Dermatillomanie

Le terme dérive du grec δέρμα(derma) qui veut dire « peau », de τίλλω(tíllō ) qui veut dire « épiler ou effeuiller », et de μανία(manía) qui veut dire « manie ». C’est un trouble caractérisé par la vérification, le triturage et/ou le grattage répété et excessif de la peau induisant des lésions des tissus. Depuis Juin 2015, la dermatillomanie ou triturage pathologique de la peau (698.4, L98.1) est répertoriée dans « Troubles obsessionnels-compulsifs (TOC) et apparentés » dans la 5e version du DSM (Diagnostic and Statistical Manual of Mental Disorders), le manuel diagnostique international des troubles mentaux. La prévalence clinique de la dermatillomanie est estimée aux alentours de 1,4% à 5,4% de la population générale (Grant et Odlaug, 2009; Hayes et al., 2009; Grant et al., 2012; Gelinas et al., 2013).

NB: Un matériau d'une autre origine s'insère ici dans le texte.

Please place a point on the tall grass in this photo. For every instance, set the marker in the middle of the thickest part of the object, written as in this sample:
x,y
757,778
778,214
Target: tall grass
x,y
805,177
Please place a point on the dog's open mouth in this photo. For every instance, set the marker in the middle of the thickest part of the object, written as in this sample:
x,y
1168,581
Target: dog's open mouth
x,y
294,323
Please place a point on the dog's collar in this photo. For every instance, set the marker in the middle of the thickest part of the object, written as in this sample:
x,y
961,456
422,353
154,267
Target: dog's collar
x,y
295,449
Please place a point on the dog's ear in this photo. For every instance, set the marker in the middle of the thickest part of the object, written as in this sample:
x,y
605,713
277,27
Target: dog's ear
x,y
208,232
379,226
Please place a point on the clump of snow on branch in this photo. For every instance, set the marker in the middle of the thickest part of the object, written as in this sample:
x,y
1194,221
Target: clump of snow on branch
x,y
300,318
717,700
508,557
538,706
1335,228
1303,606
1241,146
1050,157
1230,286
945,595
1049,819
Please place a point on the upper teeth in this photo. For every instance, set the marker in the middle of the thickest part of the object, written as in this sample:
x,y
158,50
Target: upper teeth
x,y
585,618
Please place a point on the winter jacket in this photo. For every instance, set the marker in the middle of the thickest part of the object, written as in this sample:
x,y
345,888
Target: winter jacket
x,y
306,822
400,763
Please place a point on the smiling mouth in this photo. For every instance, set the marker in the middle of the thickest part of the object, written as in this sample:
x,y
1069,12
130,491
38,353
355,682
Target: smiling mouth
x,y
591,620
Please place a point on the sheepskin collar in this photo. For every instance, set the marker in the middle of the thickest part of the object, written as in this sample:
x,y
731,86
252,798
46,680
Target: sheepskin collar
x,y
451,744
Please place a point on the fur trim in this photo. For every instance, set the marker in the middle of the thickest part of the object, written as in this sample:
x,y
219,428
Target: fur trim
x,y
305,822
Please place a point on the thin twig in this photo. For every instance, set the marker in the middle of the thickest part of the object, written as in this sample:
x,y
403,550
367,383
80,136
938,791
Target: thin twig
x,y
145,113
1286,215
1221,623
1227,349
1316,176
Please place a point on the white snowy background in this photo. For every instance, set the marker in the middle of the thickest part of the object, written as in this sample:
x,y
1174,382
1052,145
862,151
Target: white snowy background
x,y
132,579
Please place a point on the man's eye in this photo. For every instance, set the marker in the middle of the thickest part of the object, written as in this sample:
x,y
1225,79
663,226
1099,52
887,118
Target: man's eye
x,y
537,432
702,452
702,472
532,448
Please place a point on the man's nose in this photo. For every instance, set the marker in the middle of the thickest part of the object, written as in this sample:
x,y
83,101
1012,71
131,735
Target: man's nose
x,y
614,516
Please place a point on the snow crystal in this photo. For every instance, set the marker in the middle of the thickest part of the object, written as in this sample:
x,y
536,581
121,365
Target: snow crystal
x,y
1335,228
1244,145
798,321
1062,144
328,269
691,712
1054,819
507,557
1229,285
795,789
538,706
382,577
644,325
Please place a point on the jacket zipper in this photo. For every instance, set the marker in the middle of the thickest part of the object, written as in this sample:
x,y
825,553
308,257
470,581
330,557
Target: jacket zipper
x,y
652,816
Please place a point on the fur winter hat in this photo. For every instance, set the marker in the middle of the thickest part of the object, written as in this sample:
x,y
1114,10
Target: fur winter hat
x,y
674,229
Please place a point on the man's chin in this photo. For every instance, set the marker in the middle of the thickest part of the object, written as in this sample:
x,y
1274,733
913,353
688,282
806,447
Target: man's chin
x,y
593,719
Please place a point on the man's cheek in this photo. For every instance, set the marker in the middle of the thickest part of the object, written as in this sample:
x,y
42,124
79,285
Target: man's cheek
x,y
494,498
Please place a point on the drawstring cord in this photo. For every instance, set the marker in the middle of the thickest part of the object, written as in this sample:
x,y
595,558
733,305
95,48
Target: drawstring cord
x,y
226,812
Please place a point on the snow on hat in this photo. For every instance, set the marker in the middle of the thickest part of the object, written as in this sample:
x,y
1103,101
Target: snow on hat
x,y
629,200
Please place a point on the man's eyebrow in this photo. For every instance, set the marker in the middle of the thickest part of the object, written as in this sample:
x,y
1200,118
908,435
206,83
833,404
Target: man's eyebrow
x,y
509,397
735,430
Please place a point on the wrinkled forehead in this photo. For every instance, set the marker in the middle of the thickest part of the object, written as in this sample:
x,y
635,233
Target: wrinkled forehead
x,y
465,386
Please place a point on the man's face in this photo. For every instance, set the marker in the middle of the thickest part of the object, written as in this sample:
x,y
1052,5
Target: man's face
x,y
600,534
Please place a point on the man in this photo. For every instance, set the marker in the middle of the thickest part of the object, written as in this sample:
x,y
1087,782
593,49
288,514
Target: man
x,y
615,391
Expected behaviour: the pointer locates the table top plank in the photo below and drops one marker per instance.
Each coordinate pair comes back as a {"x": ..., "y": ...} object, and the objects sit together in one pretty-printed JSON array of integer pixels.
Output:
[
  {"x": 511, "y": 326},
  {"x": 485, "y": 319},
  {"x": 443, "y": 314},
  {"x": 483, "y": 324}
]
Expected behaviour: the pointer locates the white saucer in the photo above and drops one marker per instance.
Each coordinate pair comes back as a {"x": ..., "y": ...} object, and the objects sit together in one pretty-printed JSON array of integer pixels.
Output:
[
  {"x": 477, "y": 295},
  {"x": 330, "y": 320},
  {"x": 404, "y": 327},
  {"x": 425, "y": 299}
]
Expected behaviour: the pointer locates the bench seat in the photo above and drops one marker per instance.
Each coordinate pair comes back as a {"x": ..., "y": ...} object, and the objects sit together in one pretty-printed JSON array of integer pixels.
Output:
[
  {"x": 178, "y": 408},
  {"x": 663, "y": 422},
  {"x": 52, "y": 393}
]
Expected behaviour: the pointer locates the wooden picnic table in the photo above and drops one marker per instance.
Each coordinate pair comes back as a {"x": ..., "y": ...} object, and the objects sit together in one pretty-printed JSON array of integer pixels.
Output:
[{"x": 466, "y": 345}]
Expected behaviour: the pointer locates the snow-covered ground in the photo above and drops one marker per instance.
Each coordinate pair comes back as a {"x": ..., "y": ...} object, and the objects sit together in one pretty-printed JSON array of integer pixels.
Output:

La personne affectée est généralement atteinte d’une acné légère, mais à cause de ses tendances anxieuses, elle la considère comme plus grave qu’elle ne l’est réellement. Cela se traduit par un grattage répété et incontrôlé de la peau, d’une ou plusieurs zones du corps, du cuir chevelu aux pieds, le visage étant généralement la zone principalement touchée. Les comportements s’accompagnent d’un sentiment de plaisir ou de soulagement au moment de l’impulsion, précédé d’un sentiment croissant de tension, d’anxiété ou de stress. Ces impulsions de grattage (gratter les irrégularités de la peau) ou de triturage (percer la peau pour faire sortir les imperfections) sont des séries de gestes reconnus comme irrationnels par la personne, qui peuvent être répétés de façon ritualisée, non contrôlée et envahissante. Ce trouble peut entraîner des conséquences néfastes pour la vie quotidienne et devenir handicapant dans la vie personnelle, sociale, professionnelle ou scolaire (retards en classe ou au travail, perturbation des activités sociales, évitements de certaines sorties, incapacité d’aller à la piscine, gêne dans la vie intime et sexuelle…).

C’est une manie de soulagement des tensions psychiques et internes (émotions, tabous, non-dits…), une compensation entre l’envie de faire mal(colère, agressivité) retournée contre soi dans un acte auto-punitif (honte de soi, culpabilité de ressentir certaines émotions ou pulsions). Ce comportement témoigne d’un malaise affectif et d’estime de soi qui peut être accentué par l’anxiété, la solitude, la déprime ou l’ennui. C’est une décharge impulsive et psychomotrice d’une tension interne et psychologique.

Les grattages ou triturages peuvent se faire seul devant un miroir, en marchant, dans les transportsou pendant les activités dites « sédentaires »: en lisant, en conduisant, en travaillant, devant la télévision, devant l’ordinateur, au téléphone, au cinéma… La dermatillomanie peut avoir lieu à tout moment de la journée, du matin au soir. Mais généralement, les comportements s’exercent en soirée et avant de se coucher, afin d’évacuer les tensions internes de la journée (comportement inconscient) et parce ce que les triturages et grattages répétés auront le temps de cicatriser pendant la nuit .

Ces impulsions s’apparentent à des crises pouvant durer de plusieurs minutes à plusieurs heures par jour, parfois sans que la personne ne s’en rende compte (état de semi-conscienceou dits « hypnotiques »). Le Dermatillomane reste devant le miroir à la recherche de ses imperfections, ou passe la main sur la peau de son corps afin de se gratter, alors qu’il sait que c’est mauvais pour lui et que s’en suivra un grand sentiment de honte et de culpabilité. La personne a l’impression à ce moment de purifier son corps et de le débarrasser de ses imperfections. Mais en réalité elle attaque l’épiderme et crée des plaies qui risquent de s’infecter, et créeront de nouvelles impuretés, que la personne voudra à nouveau combattre. Les déclencheurs (facteurs aggravants) sont multiples : stress, anxiété, contrariété, émotions négatives, colère refoulée, ennui, culpabilité, honte de soi, sensation de vide, tabous, non-dits, déception de soi, manque d’affirmation.